The Chair commented that there had been a useful discussion of the issues, it was clear what the concerns were and they were shared by shared by all. The issue of services continuing at Glenfield effectively came down to whether 125 operations per year per surgeon was the right level and what NHS England could do to assist UHL to get to that number. She felt that generally patients’ do not have a ‘choice’ as they take doctors/consultants advice. UHL could easily achieve the numbers required if existing centres in the East Midlands, such as Northampton, told patients that good CHD services were available at Leicester and not refer them to Southampton.

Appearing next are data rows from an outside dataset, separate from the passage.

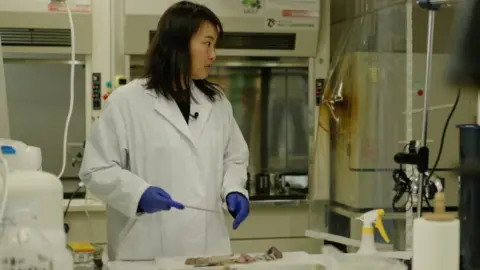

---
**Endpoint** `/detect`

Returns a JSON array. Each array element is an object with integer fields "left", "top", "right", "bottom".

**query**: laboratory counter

[
  {"left": 74, "top": 251, "right": 329, "bottom": 270},
  {"left": 63, "top": 199, "right": 325, "bottom": 253}
]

The Chair stated that there would be a further meeting of the Committee to hear the views of patients, members of the public and stakeholders. NHS England were invited to attend the meeting to hear the views expressed as she felt that holding 1 public meeting for the East Midland’s area was insufficient in relation to the potential effect upon the region. It would also be helpful to invite representatives of the groups that were identified in the NHS England’s Equality Impact Assessment to hear how they felt the proposals could be mitigated for them and how the changes would be different for them.